Deutsche und norwegische Schüler erkunden Folgen des Klimawandels

Kooperation am GymSL


Die GymSL-Schüler mit ihren norwegischen Partnern im Kraftwerk Bamenohl. von privat
Die GymSL-Schüler mit ihren norwegischen Partnern im Kraftwerk Bamenohl. © privat

Altenhundem. Eine Gruppe von 55 norwegischen Schülern hat gemeinsam mit ihren Lehrkräften das Städtische Gymnasium in Altenhundem besucht.

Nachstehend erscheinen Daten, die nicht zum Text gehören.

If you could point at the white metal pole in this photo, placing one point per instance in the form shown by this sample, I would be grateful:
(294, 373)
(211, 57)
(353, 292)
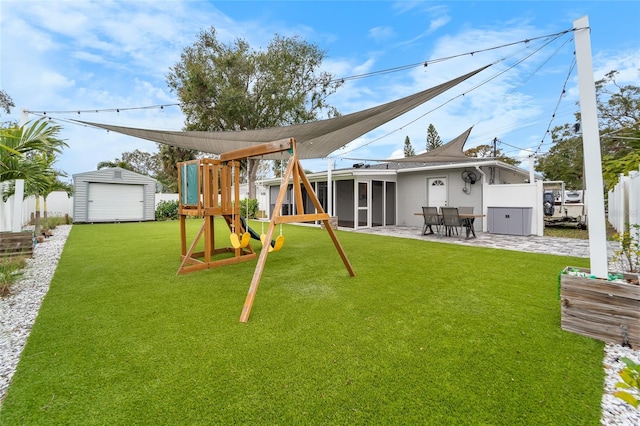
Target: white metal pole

Ziel des Besuchs war es, die Folgen des Klimawandels im Sauerland zu erkunden und im Dialog mit den GymSL-Schülern mehr über die Begrenzung der Folgeschäden zu erfahren. Da die Konversation auf Englisch stattfand, war der Besuch eine tolle Gelegenheit für die GymSL-Schüler, ihre eignen Sprachkenntnisse zu erweitern. Gefördert wird das Projekt durch Gelder der Europäischen Union.

Kraftwerk, Kläranlage, Staudamm

Früh am Morgen ging es für die norwegischen Gäste los. Eine Gruppe erkundete gemeinsam mit ihren deutschen Gastgebern das Kraftwerk Bamenohl, die Kläranlage Heggen sowie den Staudamm des Biggesees.

In fachkundigen Führungen von Mitarbeitern des Ruhrverbandes erhielten die Schüler Einsicht in die Funktionen und technischen Details der Anlagen. Den Abschluss des Tages bildete eine Fahrt auf einem Elektro-Schiff nach Sondern.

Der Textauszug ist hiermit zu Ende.